The appellant also faulted the lower courts for relying on the doctrine of recent possession. It was the evidence of the prosecution that the stolen telephone was recovered in the appellant’s house. As stated by this Court in Arum vs. RepublicCourt of Appeal at Kisumu Criminal Appeal No. 85 of 2005 the doctrine of recent possession applies where the stolen property was found with the suspect; that the property was positively identified by the complainant; that the property was stolen from the complainant; that the property was recently stolen from the complainant. Applying those principles to the present case, the prosecution led evidence that demonstrated that the stolen telephone was recovered from the home of the appellant. PW4, Kennedy Kisuvuli, a photographer at CID Kilimani, printed photographs that were in the recovered telephone Samsung SGH-E700; those photographs were identified by PW5, the complainant’s son, as pictures he had previously taken of his sister; the stolen phone was recovered from the appellant’s house the day following the robbery and there are no co-existing circumstances that point to another person as having been in possession of the recovered telephone. The appellant offered no explanation as to why the stolen phone was found in his house. After reviewing and evaluating the evidence the High Court concluded that over and above the direct evidence against the appellant:
“There is the circumstantial evidence which comes through the application of the doctrine of recent possession of the complainant’s cellphone, stolen only the day before. It may, in the circumstances of this case, be safely concluded that 1st appellant was the thief, that is, the robber, who stole the said cellphone. It is clear that 1st appellant was part of a gang of robbers who were armed with dangerous weapons at the time of the theft; and this brings him squarely within the terms of s. 296(2) of the Penal Code.
We find the 1st appellant to have been rightly convicted and sentenced; and we dismiss his appeal, uphold conviction, and affirm the sentence.”
On our part, we are satisfied that both courts correctly relied on the doctrine of recent possession.
The last issue we need to consider in this appeal is whether the complaint that the High Court failed to evaluate and analyse the evidence has merit. It is trite law that the first appellate court has a duty to reconsider the evidence on record as a whole, subjecting it to a fresh examination in order for it to form its own independent conclusion, keeping in mind that the court did not have the chance to observe the demeanour of the witnesses as they gave their evidence. See:Okeno v. Republic [1972] E.A. 32;andNgui v. Republic [1984] KLR 739.
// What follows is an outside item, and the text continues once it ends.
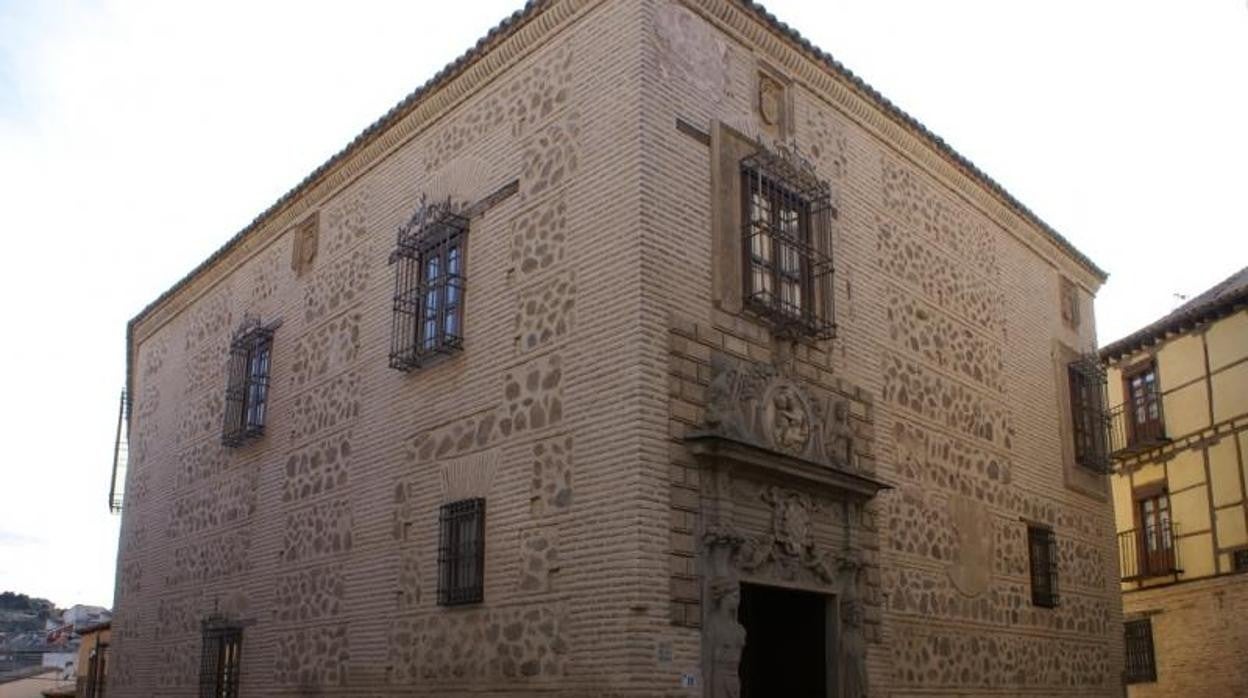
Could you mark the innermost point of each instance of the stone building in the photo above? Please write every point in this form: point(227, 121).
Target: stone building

In our view, the High Court did not merely adopt the findings of the trial court. The High Court did evaluate the evidence after which it drew its own conclusions that the charge against the appellant was proved to the required standard on account of the direct evidence of identification and on application of the doctrine of recent possession. The High Court did discharge its duty and we do not think there is merit in the complaint that it did not do so.
For all the above reasons, we do not think there is merit in the appeal. It is accordingly dismissed.
Dated and delivered at Nairobi this 9th day of May, 2014.
P. N. WAKI
………………
JUDGE OF APPEAL
S. GATEMBU KAIRU
…………………………
JUDGE OF APPEAL
A.K. MURGOR
……………………
JUDGE OF APPEAL
I certify that this is a true copy of the original.